BUSINESS

Kim Dotcom claims to have found smoking gun in FBI bid to seize Megaupload

TAGs: cloud service, FBI, Federal Bureau of Investigation, Kim dotcom, megaupload, Megaupload.com, New Zealand

kim-dotcom-megaupload-fbiThere’s been no shortage of surprising revelations in this year’s dramatic arrest, detention and prosecution of Kim Dotcom, the outsized founder of cloud storage operation Megaupload.com, by US and New Zealand authorities on charges of copyright infringement, racketeering and money laundering. The warrants police used to seize Dotcom’s property in January turned out to be invalid, then NZ Prime Minister John Key publicly apologized to Dotcom for the nation’s intelligence agencies having illegally spied on one of its permanent residents. Now, after the US District Court in East Virginia granted Dotcom’s attorneys the right to view the FBI’s application to seize the Megaupload.com domain, Dotcom believes they’ve found a smoking gun.

The FBI application cited a 2010 Department of Homeland Security (DHS) search warrant that listed 39 allegedly pirated movie files the NinjaVideo website was storing in Megaupload’s cloud. In January of this year, the FBI claimed the continued presence of 36 of these files was proof that Megaupload were incorrigible pirate knaves who needed to take a long walk on a short plank. But Dotcom claims the DHS had instructed him to retain the files because they were crucial to their investigation of NinjaVideo. Dotcom is convinced this is evidence of entrapment that invalidates the case against himself and Megaupload.

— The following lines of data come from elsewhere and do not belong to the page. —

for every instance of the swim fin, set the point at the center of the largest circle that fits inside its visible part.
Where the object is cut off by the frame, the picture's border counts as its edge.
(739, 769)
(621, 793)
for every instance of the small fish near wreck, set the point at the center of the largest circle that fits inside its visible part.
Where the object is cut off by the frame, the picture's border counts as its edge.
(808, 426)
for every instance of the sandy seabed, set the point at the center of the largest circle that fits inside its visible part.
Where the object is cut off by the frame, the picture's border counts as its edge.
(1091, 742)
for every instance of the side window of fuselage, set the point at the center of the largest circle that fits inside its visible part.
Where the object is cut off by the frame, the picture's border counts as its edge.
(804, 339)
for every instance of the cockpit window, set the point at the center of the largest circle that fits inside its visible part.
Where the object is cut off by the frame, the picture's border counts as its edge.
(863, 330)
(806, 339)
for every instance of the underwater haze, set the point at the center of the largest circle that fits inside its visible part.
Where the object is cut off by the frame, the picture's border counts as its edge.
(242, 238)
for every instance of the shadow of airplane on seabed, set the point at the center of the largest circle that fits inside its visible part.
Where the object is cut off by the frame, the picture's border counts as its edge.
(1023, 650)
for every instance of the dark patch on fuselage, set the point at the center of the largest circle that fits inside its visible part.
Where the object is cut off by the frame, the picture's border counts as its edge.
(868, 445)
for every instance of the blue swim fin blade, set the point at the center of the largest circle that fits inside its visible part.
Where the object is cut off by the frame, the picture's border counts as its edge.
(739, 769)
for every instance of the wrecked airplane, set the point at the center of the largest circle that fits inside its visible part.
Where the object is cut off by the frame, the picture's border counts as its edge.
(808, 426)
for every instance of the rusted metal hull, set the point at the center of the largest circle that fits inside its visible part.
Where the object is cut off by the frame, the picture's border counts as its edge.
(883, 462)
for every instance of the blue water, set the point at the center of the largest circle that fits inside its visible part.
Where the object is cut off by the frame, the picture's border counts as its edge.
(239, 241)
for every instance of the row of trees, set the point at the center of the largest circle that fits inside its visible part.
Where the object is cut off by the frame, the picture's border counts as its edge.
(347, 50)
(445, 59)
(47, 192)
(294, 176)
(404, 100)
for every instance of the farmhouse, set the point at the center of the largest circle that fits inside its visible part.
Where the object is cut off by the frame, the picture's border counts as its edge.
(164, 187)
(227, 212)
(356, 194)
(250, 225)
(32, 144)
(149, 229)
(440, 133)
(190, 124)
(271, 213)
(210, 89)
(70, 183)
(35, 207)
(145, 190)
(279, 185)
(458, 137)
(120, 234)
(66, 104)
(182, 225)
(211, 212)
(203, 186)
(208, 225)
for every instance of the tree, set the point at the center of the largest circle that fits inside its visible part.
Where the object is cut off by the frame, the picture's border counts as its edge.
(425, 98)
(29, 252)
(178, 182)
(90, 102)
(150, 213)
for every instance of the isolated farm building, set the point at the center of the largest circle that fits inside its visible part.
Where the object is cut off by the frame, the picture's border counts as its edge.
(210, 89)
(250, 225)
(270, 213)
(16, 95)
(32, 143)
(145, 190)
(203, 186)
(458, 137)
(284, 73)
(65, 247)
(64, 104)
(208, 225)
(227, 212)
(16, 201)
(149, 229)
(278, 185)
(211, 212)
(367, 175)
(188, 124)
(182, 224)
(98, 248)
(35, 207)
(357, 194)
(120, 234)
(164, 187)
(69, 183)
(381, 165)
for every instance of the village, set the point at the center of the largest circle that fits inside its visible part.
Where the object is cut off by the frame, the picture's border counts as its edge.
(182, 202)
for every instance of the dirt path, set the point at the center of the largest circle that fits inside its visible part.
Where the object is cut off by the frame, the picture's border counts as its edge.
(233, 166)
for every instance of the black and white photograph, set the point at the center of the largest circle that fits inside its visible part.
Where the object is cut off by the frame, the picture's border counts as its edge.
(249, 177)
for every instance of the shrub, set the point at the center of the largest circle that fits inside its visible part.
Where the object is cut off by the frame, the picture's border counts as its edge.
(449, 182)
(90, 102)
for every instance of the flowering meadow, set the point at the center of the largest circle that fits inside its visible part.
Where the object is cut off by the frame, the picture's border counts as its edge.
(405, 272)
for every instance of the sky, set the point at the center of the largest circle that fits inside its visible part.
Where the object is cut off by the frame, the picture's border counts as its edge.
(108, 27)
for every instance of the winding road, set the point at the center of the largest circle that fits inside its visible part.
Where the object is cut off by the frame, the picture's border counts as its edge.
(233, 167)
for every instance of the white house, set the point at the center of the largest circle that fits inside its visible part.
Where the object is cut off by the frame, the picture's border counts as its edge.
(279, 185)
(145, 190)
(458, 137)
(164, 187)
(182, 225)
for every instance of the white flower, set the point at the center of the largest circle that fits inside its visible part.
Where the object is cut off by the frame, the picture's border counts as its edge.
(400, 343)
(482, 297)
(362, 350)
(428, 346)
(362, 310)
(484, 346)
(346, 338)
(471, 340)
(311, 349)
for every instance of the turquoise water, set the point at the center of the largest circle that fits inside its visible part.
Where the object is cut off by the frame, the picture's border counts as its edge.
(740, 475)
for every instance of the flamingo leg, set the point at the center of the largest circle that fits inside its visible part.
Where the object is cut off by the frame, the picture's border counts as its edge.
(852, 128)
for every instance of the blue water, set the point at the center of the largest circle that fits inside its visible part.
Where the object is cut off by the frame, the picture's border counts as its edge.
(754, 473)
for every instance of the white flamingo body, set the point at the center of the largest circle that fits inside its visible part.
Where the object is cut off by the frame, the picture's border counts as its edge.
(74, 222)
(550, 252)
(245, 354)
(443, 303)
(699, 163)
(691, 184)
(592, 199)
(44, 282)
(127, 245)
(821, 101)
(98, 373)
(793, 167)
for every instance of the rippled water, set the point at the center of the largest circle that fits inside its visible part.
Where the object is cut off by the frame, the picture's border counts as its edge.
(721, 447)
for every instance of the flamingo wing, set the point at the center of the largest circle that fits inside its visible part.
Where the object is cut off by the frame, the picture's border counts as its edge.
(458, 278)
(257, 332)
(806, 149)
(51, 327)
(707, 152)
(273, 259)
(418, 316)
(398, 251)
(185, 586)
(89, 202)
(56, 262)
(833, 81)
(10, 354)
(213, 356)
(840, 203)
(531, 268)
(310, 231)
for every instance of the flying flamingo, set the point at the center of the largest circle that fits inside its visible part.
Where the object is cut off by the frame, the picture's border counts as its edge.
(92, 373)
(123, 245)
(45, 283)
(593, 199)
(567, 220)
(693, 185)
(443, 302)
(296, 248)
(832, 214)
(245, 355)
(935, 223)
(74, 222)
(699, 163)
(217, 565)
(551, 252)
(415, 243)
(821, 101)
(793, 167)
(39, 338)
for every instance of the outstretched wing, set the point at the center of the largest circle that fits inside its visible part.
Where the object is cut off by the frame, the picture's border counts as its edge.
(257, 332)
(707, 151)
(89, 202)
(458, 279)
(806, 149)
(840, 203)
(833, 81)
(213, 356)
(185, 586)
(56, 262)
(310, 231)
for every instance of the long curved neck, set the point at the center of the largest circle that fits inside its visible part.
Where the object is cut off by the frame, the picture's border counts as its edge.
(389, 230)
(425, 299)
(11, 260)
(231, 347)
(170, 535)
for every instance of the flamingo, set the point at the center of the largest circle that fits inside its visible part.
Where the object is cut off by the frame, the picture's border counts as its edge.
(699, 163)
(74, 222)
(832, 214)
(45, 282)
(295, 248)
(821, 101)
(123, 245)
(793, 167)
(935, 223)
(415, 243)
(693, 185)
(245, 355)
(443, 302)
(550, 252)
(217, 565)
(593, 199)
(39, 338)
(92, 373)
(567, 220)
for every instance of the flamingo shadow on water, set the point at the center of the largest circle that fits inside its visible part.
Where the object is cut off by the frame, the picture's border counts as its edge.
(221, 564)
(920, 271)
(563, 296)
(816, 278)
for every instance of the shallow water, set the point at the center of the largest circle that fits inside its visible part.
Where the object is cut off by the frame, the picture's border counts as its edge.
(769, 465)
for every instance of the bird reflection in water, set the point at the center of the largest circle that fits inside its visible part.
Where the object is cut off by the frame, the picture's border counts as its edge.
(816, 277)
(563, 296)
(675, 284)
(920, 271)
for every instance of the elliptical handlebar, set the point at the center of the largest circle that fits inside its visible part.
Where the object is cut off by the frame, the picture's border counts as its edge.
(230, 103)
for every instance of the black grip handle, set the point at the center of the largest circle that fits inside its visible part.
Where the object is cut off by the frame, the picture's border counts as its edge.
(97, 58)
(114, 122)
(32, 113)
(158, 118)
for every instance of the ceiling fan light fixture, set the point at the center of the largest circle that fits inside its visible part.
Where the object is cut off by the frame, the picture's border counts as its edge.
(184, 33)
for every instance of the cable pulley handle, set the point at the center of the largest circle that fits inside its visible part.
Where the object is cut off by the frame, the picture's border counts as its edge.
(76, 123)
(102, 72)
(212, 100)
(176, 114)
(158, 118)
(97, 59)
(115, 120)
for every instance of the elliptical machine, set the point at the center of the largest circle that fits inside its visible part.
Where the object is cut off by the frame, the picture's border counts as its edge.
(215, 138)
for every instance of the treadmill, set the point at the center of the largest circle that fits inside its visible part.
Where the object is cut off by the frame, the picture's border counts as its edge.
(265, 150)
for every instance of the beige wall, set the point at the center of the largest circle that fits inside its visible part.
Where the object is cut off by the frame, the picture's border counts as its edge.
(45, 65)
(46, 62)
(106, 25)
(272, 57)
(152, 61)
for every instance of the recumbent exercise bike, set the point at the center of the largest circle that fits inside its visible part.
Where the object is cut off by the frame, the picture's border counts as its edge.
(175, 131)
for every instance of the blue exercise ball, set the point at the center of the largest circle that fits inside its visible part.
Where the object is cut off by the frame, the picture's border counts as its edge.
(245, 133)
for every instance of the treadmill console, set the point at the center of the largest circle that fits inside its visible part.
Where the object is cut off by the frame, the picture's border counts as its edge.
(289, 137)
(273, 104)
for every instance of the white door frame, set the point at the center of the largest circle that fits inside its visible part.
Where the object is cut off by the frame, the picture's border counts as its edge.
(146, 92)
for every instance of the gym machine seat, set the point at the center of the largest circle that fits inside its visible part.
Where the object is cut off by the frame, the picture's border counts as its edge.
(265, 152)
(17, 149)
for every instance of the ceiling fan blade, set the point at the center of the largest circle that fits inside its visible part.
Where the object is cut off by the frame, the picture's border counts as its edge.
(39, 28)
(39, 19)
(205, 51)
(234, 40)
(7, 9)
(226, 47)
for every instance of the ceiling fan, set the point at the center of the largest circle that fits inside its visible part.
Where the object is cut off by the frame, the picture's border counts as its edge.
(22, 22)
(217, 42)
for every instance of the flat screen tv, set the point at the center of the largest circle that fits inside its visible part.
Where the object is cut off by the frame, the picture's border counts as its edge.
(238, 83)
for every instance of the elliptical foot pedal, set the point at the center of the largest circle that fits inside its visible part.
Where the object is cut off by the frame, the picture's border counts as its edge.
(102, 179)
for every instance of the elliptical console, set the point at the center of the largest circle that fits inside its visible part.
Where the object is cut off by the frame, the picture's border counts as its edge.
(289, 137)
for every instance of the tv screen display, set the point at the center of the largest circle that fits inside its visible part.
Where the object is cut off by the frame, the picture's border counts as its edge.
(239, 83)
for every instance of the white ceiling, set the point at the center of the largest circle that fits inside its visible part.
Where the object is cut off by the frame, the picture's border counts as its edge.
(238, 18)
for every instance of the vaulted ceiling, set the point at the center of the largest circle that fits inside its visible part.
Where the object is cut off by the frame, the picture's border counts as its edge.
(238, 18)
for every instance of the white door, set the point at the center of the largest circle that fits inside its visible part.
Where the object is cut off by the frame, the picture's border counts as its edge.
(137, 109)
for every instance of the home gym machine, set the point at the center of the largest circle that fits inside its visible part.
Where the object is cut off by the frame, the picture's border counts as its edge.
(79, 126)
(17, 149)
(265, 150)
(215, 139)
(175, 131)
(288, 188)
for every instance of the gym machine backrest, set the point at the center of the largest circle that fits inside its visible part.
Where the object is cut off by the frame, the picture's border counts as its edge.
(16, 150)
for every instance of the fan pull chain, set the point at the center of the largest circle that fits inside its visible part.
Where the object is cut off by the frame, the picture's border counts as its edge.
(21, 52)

The irrepressibly optimistic Dotcom called the discovery a “super-jackpot” and he bets there are more “outrageous” surprises yet to emerge. In August, a New Zealand court ordered US authorities to turn over certain documents for discovery, an order the US has appealed. Dotcom says he now has a better feel for “why the US is working so hard” to keep the documents under wraps. Dotcom expects to eventually reap a $2.6b settlement from suing (a) the US government and (b) the Hollywood entertainment conglomerates whose turf the government is enforcing. Whatever settlement he receives, Dotcom says he’ll apply it to a project to lay fiber optic cable under the sea and offer free broadband internet to New Zealand residents. Dotcom believes the island would make an attractive global data center because it possesses “clean and cheap energy.” (Quite apart from his own.)

Despite Dotcom’s assertions, the US continues to seek to extradite him and three of his Megaupload compadres to America to face trial. A hearing to consider the matter is scheduled for March. In the meantime, Dotcom isn’t sitting still. Earlier this month, he announced a new file-sharing site called Mega that will launch on January 20, 2013 at 6:48 NZ time; the precise one-year anniversary of Megaupload’s seizure. Dotcom says the site will skirt US-based hosting companies, backbone providers and domains to avoid being “threatened by US prosecutors.” Which begs the question: will Dotcom (originally Kim Schmitz) also revise his surname to reflect this .com avoidance?